Dollar sinks after debt deal is agreed

With just a day to go before the debt ceiling deadline, US politicians have managed to reach an agreement to raise the debt ceiling and prevent a catastrophic sovereign default. This morning, the dollar fell sharply, as market attention shifted towards riskier assets.

The standoff has had a negative effect on investor confidence, with ratings agency Fitch hinting at a drop in the US’ credit rating (currently AAA) and Chinese ratings firm Dagong downgrading the US from A to A-. It was certainly one of the main factors in preventing the Fed from tapering its stimulus programme last month, and the continuation of this programme is keeping the dollar low.

While markets have been soothed by the passing of the debt ceiling legislation, it is only a temporary fix, and has not solved the rift between Republicans and Democrats on the issue of spending and deficits.
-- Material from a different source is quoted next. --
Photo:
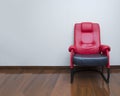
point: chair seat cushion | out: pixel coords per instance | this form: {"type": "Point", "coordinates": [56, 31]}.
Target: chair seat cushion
{"type": "Point", "coordinates": [90, 60]}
The dollar fell against most major currencies, partly as a result of falling U.S. Treasury yields, with the dollar index plunging 0.75 percent to 79.877. The dollar was down 0.8% against the yen, trading at 97.95 yen after hitting a three-week high of 99.01 yen earlier in the day.

The euro was up 0.7% against the dollar to $1.3638, close to the eight-month high of $1.36465 hit on October 3. Growth-linked currencies such as the AUD and the NZD were also pushed to multi-month highs, with the Australian dollar rising to a four month high of $0.9603 and the New Zealand soaring to a five-month high of $0.8467.